Non era per me che mio padre non voleva mandarmi in ospedale, ma per la “reputazione” che aveva creato con gli amici e il resto dei familiari, magari per vantarsi con i cugini di avere una “figlia modello”.
Mi avevano dato più volte l’impressione che non mi volessero bene. Il sentimento era ricambiato.
Odiavo la mia famiglia. Odiavo tutto.
E con la morte di Gabriele la situazione non era certo migliorata.
Per tutto il tempo, nel tragitto che separava casa mia dall’ospedale, ascoltai “Don’t Jump”, una delle mie canzoni preferite. Non avevo ascoltato altro da giorni. Mi teneva viva, mi aiutava a combattere la mia tentazione di togliermi la vita. I Tokio Hotel mi avevano salvata.
Andare nell’ospedale psichiatrico fu quasi una gioia, per me. Lontana dall’ambiente familiare, ormai soffocante. Mi sentivo libera dalle loro regole, dalla falsa tirannia di mio padre, da tutto quel mondo.
Non ero nemmeno obbligata a parlare. Ero persino disposta a restare muta per tutta la vita, se necessario.
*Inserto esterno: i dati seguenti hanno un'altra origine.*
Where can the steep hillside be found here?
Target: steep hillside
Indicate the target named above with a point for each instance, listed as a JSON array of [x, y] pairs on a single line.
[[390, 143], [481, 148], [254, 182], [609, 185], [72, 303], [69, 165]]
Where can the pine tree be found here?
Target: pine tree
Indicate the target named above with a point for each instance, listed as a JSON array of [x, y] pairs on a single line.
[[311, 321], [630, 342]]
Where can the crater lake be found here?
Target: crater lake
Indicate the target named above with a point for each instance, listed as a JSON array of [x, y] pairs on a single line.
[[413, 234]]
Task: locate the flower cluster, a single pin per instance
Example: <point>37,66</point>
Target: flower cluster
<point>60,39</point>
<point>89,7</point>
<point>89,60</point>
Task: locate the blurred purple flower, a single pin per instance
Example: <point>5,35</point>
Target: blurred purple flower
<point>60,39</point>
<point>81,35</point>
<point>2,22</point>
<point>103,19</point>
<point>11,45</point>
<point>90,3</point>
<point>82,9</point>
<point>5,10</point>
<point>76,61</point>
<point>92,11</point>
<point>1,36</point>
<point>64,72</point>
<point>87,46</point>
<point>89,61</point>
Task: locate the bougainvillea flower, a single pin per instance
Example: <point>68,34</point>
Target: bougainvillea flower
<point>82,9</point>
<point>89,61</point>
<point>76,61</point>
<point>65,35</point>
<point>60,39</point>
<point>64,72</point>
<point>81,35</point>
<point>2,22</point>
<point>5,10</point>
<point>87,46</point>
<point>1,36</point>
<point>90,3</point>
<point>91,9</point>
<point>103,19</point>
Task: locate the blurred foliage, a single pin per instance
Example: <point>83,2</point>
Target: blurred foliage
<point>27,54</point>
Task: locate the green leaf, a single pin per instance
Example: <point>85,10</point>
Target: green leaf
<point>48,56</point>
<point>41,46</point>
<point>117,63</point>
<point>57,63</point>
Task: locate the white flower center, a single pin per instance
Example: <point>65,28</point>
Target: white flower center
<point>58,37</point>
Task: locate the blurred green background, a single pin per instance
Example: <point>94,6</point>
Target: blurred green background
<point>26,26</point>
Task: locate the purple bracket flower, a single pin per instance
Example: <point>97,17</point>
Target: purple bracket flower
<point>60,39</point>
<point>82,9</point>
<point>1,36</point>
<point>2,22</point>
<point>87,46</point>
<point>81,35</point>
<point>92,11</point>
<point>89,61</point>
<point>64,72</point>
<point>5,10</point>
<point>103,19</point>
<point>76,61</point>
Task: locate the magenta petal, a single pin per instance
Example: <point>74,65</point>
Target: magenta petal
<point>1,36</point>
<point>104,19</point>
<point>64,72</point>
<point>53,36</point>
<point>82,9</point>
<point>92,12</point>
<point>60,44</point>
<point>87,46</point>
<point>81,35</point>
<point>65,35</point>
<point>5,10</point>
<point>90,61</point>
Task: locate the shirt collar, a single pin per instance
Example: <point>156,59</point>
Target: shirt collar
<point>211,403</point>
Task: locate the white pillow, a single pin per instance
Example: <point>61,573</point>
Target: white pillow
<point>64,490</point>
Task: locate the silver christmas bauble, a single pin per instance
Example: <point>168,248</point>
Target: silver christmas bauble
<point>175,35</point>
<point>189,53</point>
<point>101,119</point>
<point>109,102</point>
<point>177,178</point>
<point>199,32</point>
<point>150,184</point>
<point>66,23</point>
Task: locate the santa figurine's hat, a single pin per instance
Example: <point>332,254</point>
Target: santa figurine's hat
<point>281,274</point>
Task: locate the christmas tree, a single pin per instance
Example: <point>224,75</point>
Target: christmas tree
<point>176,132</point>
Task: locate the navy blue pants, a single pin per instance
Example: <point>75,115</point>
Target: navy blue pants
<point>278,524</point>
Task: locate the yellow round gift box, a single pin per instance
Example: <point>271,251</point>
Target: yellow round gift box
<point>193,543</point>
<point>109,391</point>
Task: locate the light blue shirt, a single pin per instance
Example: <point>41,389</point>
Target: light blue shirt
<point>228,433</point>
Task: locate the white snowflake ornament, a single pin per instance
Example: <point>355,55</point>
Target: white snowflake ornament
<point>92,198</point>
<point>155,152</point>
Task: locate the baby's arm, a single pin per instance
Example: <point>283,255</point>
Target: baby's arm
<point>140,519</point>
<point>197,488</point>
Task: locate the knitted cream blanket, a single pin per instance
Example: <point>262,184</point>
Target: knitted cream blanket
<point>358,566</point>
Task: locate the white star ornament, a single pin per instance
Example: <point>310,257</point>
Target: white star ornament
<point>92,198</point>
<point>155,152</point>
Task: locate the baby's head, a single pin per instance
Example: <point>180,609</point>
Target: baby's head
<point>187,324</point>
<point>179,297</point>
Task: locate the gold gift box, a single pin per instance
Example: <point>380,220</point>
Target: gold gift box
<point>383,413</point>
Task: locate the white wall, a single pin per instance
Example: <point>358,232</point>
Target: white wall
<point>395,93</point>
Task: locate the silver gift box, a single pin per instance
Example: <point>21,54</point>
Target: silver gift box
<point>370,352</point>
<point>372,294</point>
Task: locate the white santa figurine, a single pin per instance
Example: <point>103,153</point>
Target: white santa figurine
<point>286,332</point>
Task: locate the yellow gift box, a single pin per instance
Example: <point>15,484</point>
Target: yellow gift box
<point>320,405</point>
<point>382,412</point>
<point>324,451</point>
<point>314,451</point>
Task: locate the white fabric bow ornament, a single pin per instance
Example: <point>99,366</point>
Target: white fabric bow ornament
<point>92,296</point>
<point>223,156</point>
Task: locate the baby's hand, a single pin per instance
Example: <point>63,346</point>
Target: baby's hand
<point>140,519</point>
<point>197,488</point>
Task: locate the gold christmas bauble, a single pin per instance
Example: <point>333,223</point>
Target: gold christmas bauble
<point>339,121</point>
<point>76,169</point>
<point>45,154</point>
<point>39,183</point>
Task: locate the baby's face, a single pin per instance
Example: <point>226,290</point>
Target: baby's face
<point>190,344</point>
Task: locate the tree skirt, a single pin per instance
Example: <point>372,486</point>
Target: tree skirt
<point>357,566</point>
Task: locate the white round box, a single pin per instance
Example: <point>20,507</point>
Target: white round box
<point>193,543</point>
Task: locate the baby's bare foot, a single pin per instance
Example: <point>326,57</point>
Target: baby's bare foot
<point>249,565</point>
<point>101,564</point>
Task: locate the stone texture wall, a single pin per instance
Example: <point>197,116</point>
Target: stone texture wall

Mi diedero una camera singola, con vista sull’esterno. La prima cosa che feci era attaccare la foto profilo di Facebook di Gabriele, che avevo stampato da una vita, ma rimasta sempre nei meandri del mio cassetto, sul muro, di fronte al letto, così, svegliandomi la mattina, lo vedevo di fronte a me.
Era seduto sull’erba, guardando in alto, mentre la luce del sole lo illuminava. Stava benissimo.
Da quel giorno, cominciò la mia nuova vita.